You can get as irritated as you like, but what was said shouldn't cause such a reaction.. as a potential customer don't I and every member here have the right to ask questions? A good businessman attempts to make potential customers happy, he doesn't get irritated if they ask questions or state they are skeptical. 

Sorry but you have to expect questions about the legalitites when it comes to Skyline importation. You're obviously smart enough not to expect people to pay the type money these cars will end up costing without any questions... 

Think about it... You're a new member, coming out of the blue with Skylines for sale.. You're not a long time, known person in the community.. How can you not expect questionss?? 

Hell, Even if you were a long time member these same questions would be asked... 

I'm still confused as to why you are showing so much hostility...

Now please get over it and be a businessman...


----------



## ICP Sux0rZ! (Jan 10, 2005)

mike he hasn't broken the vendor rule though, he hasn't openly offered them to anyone

he has just said that he is working on becoming a RI for them, yes he has said he has plans to sell them, but he has never said a price etc etc

so techinically hes talking about something hes trying to do


----------



## psuLemon (Apr 23, 2003)

ICP Sux0rZ! said:


> mike he hasn't broken the vendor rule though, he hasn't openly offered them to anyone
> 
> he has just said that he is working on becoming a RI for them, yes he has said he has plans to sell them, but he has never said a price etc etc
> 
> so techinically hes talking about something hes trying to do


technically he is a vendor, is the same as when liuspeed was starting something up and would push his products.. now that he is a vendor he got a banner and now is allow to sell his stuff in the right section.. we didn't shut down the thread cuz at the point hes not selling the skylines, but he is TECHNICALLY promoting them in a way... 

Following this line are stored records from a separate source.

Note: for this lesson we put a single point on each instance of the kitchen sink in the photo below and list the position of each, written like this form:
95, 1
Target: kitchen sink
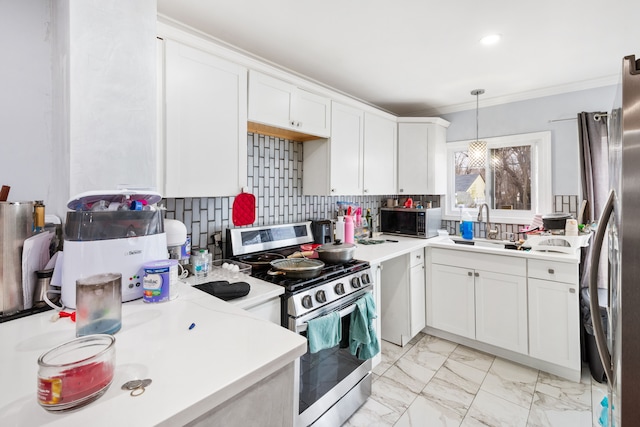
488, 243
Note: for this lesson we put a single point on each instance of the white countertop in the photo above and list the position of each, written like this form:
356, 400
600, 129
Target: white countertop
193, 370
378, 253
260, 292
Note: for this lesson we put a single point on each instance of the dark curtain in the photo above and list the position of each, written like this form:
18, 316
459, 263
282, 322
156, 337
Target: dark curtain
594, 171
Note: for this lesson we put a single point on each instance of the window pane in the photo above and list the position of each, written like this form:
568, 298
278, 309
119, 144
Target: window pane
470, 182
511, 172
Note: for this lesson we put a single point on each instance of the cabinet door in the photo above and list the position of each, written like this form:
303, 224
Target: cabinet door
346, 149
417, 299
380, 147
395, 300
270, 100
451, 300
501, 310
554, 329
205, 124
311, 113
422, 158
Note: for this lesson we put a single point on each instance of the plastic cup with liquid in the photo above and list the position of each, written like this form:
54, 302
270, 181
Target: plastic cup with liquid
99, 304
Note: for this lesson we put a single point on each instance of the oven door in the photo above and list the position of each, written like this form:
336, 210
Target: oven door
333, 383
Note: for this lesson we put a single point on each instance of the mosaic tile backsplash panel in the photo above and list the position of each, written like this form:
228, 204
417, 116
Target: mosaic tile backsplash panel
274, 168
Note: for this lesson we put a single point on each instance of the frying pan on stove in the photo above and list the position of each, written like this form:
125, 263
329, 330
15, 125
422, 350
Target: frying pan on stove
296, 268
261, 261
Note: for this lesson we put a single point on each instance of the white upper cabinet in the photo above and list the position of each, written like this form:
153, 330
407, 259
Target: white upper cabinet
380, 148
274, 102
334, 166
422, 157
358, 159
204, 148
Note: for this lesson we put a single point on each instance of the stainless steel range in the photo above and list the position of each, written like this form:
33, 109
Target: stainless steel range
333, 382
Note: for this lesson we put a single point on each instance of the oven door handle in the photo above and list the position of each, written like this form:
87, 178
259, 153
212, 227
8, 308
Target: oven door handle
344, 312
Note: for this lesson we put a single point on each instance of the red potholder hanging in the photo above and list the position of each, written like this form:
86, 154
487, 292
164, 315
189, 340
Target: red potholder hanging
244, 209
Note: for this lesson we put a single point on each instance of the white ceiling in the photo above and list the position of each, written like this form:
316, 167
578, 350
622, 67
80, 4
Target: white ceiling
415, 57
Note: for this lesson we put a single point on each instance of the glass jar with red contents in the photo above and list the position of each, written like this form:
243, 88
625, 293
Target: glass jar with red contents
76, 373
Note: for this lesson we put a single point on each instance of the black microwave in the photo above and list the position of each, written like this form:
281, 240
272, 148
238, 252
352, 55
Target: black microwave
422, 223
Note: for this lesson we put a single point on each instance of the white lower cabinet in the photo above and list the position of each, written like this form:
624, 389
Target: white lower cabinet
554, 319
402, 298
473, 298
501, 310
451, 300
526, 310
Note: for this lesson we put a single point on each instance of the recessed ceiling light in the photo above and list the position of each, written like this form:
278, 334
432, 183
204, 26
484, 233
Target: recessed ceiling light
490, 39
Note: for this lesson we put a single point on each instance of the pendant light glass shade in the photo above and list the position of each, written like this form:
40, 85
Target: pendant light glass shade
477, 149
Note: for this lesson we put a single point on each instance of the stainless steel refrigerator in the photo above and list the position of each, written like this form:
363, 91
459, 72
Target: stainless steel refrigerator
619, 350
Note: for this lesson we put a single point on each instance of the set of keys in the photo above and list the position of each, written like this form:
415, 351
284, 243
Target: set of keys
136, 387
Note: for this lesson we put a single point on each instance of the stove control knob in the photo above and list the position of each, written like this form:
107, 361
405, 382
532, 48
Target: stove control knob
321, 297
307, 302
355, 282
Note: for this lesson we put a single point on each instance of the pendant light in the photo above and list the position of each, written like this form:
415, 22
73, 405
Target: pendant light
477, 149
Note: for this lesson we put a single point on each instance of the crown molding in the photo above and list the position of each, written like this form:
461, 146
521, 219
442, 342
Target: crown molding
522, 96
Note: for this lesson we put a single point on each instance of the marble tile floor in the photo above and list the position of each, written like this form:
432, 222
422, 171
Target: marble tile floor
433, 382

we aren't tryin to shut this guy down, mike and others are skeptical.. that is it.. if we thought he was just here to sell, the thread would have been closed or deleted by one of us. hell if this kid becomes an true RI and has the paper work, Mike will prolly buy one of those cars, cuz he is goin to be lookin for a new project in the future.. 


you guys all need to calm down, no one is tryin to fight anyone or make fun of anyone... it was a simple statement of skepticism... that is it!!!


----------



## myoung (Apr 15, 2002)

psuLemon said:


> technically he is a vendor, is the same as when liuspeed was starting something up and would push his products.. now that he is a vendor he got a banner and now is allow to sell his stuff in the right section.. we didn't shut down the thread cuz at the point hes not selling the skylines, but he is TECHNICALLY promoting them in a way...
> 
> 
> we aren't tryin to shut this guy down, mike and others are skeptical.. that is it.. if we thought he was just here to sell, the thread would have been closed or deleted by one of us. hell if this kid becomes an true RI and has the paper work, Mike will prolly buy one of those cars, cuz he is goin to be lookin for a new project in the future..
> ...


exactly..... 




ICP Sux0rZ! said:


> mike he hasn't broken the vendor rule though, he hasn't openly offered them to anyone



Not a vendor?

He is trying to do this for profit.... right?
He posted links to his business website.. right?
He posted an email address for his business... right?


Sorry but if it sounds like a duck and walks like a duck, then it's usually a duck.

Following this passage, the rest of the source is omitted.